Exeter Medieval Studies Blog

2017: A Year of Reformation

Posted by James Gordon Clark

2 January 2017

As any veteran of the funding process knows, the next best thing to the elusive gold dust of ‘reveIance’ is the calendar-bound quality of ‘timeliness’. And nothing demonstrates timeliness or engages the public more effectively than a significant anniversary. Anniversaries are potent application fodder for a variety of topics, but have been particularly important for those wishing to raise the profile of the Middle Ages in recent years. So if 2015 was the year of Magna Carta and 2016 can be remembered for the great re-enactment of Hastings, what medieval commemorative delights can we look forward to in 2017? Well, this year’s historical headlines look set to be dominated by one man and the movement in which he was prominent: Martin Luther and the Reformation.

2017 marks 500 years since Luther posted his Ninety-Five Theses to the door of Wittenberger church in an act widely recognised as the start of the Protestant Reformation. This heralded decades of religious conflict, violence and destruction, and reconfigured the cultural and political face of Europe. Whatever your feelings about the Reformation, it must be recognised as a major milestone in European history and the posting of the Ninety-Five Theses an event worthy of commemoration. Unsurprisingly, Germany is the focus of this year’s celebrations. The Luther 2017 project has been gearing up for the anniversary for several years and a full list of commemorative, largely non-academic, events can be found on its website. For those with a more scholarly interest in the topic, a list of the various Luther- and Reformation-themed conferences taking place across Europe and the US this year is provided by the Reformation Research Consortium. Many of the events listed concentrate on the significance of the Reformation for the early modern and modern world and look forward rather than back. However, there is also much to engage those interested in later medieval religion – and several such conferences are occurring within the UK.

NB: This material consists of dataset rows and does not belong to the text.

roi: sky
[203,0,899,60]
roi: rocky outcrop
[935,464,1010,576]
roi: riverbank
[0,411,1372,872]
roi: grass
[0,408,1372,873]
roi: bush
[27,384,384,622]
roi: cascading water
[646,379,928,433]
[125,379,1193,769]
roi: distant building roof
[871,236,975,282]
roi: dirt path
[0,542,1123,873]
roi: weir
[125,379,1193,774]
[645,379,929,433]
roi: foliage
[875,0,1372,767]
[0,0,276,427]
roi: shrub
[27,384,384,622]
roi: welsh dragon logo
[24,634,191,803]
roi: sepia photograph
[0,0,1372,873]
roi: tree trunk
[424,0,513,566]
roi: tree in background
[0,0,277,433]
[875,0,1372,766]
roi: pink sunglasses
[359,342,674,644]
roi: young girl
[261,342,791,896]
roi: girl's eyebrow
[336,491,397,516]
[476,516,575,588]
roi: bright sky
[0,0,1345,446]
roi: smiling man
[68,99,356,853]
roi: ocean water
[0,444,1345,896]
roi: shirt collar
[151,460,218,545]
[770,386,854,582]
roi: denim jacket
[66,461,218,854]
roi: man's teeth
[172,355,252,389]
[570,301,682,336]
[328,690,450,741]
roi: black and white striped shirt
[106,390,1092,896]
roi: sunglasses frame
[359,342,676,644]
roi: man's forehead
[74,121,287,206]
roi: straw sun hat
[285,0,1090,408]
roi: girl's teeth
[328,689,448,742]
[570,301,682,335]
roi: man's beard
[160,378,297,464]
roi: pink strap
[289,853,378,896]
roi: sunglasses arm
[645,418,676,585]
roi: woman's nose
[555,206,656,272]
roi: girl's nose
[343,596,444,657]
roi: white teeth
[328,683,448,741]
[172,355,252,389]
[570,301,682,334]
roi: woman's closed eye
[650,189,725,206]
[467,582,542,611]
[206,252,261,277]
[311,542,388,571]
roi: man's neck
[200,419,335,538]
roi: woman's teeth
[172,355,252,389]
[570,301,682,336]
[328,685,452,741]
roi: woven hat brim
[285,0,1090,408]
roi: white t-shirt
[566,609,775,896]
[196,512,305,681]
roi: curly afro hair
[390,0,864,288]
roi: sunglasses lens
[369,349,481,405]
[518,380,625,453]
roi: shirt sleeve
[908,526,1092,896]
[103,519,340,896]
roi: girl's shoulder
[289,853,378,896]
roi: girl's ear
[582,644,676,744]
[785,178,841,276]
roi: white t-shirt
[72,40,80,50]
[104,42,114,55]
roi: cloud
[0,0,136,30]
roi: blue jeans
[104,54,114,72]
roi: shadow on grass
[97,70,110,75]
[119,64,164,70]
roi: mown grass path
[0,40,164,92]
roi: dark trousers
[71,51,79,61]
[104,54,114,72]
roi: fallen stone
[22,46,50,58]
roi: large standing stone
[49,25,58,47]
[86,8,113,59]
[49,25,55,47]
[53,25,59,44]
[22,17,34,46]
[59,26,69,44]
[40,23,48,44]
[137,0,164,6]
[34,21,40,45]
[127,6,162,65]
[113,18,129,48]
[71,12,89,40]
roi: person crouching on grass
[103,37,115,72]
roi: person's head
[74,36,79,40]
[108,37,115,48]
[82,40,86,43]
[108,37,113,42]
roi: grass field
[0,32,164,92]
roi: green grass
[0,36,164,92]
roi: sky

The University of Huddersfield and Murray Edwards College, Cambridge, both use the anniversary as a prompt to bring medievalists and early modernists into further dialogue. In Huddersfield in April, scholars will investigate the impact of the Reformation on material and visual culture between 1400 and 1600, while September’s conference in Cambridge will explore how people chose both to remember and to forget aspects of the Reformation. In contrast, in June, scholars in Oxford will use the anniversary as the end-date for the ‘After Chichele’ conference, which focuses on the intellectual and religious character of the later medieval English Church.

Characterising 2017 as a year of Reformation also offers food for thought in terms of contemporary politics. It is undeniable that 2016 saw seismic political shifts in Europe and the US, the effects of which have yet to make themselves fully known. Although there are relatively few truly useful parallels to be drawn between now and the early sixteenth century, those relating to new media and social division carry at least some resonance. As in 1517, new communications technologies have already had a major impact on events and look set to influence things yet further – be that through attempts to regulate the fake news circulating on Facebook or the inauguration of a president who threatens to govern via Tweet. Likewise, we must feel a similar sense of unease to our sixteenth-century counterparts as we witness the unexpected overturning of a status quo and see our communities fractured by fear and mutual misunderstanding. We live in uncertain times – and, if 1517 is anything to go by, then this will only set the pattern for many years to come.